Present practice ...
Australian Standard AS 2670.1 (1990), and its British counterpart, BS 6841 (1987), contain guidelines for evaluating workers exposure to WBV.
The methodology is reasonably complex and requires a Vibration Specialist to measure vibration levels on the vehicle in the field during normal work cycles and analyse the data in accordance with the standards. This process is time-consuming and relatively costly, especially for mines with a large fleet of vehicles.
Thus when exposure to high vibration is reported, it is not unusual for mine operators to conduct a one-off test and limit the testing to just the worst vehicles, usually one or two.
In reality however, ride quality is influenced by several factors which are prone to change with time (terrain condition, condition of vehicle suspension, condition of seat suspension, weather conditions - in wet conditions dirt roads tend to develop bigger and more pot holes, etc.).

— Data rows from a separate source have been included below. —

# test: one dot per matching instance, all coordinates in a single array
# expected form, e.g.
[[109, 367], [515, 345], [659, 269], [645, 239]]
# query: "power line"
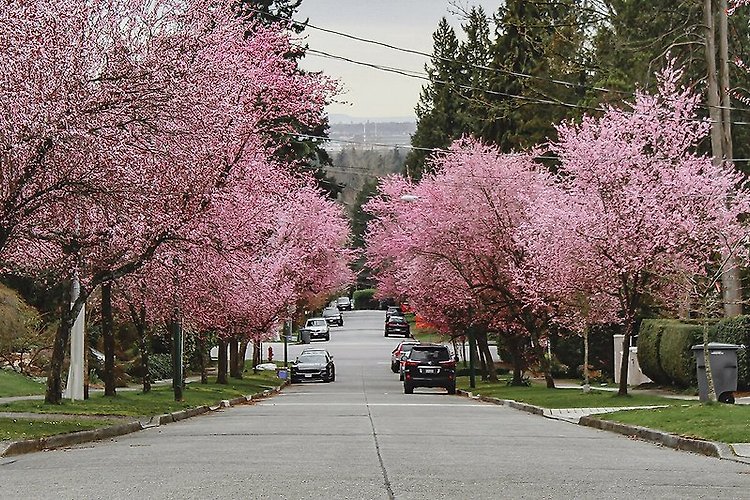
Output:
[[425, 77], [466, 63], [434, 150]]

Therefore the whole fleet of vehicles would need to be tested relatively frequently for an acceptable ride quality to be maintained.
The Solution ...
The primary aim of ACARP Project C6008 was to develop a prototype Whole Body Vibration (WBV) Dosimeter capable of measuring, computing and logging, while in the field and without expert assistance, the exposure to vehicle vibration of workers in the Coal Mining Industry in accordance with Australian and British Standards.
Prior to the development of the proposed instrument, a review of currently available and relevant equipment was carried out. The findings of this review were documented in an earlier report (VIPAC report No. 24733-001R.doc, July 1997) and confirmed that none of the existing devices was suitable for the application or amenable to be re-configured simply.

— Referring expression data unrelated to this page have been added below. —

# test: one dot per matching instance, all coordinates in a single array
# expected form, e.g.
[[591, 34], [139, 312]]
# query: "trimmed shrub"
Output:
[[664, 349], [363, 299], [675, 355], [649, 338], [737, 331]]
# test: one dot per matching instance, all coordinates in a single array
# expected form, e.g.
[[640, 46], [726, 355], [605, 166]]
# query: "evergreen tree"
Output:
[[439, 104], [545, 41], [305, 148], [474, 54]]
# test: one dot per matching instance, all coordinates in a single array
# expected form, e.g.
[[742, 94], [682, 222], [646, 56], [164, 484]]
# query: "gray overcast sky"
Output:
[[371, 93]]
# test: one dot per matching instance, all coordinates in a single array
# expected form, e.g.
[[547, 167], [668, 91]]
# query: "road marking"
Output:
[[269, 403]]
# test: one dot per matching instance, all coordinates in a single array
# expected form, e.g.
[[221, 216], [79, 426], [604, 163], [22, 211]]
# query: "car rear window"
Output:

After nearly 12 months of R&D effort, a prototype instrument has been designed, built and successfully tested and without compromising any of the original objectives set out at the beginning of the project.
In addition to the fulfillment of the primary aim of this project outlined above, the prototype possess a range of unique features which include the following ...
- it is extremely compact. The computing unit is enclosed in an enclosure 140x140x140 mm and can be mounted on a vehicle dashboard. This feature is highly useful as cabin space in mining vehicles is very restricted in general.
- it can accept power from a vehicle battery allowing uninterrupted operation during shifts. This feature also relieves the operator from the task of checking and replacing or recharging the instrument's battery.
- it is fully software programmable. Hence, any changes or additions to current standards can be implemented very quickly and at low cost.
- it allows a serial interface to an external PC for data management by an OH&S Unit.
Finally, the developed WBV Dosimeter has applications beyond the Coal Mining Industry, including the Transport Industry in general (road and rail), the Construction Industry, the Army, etc.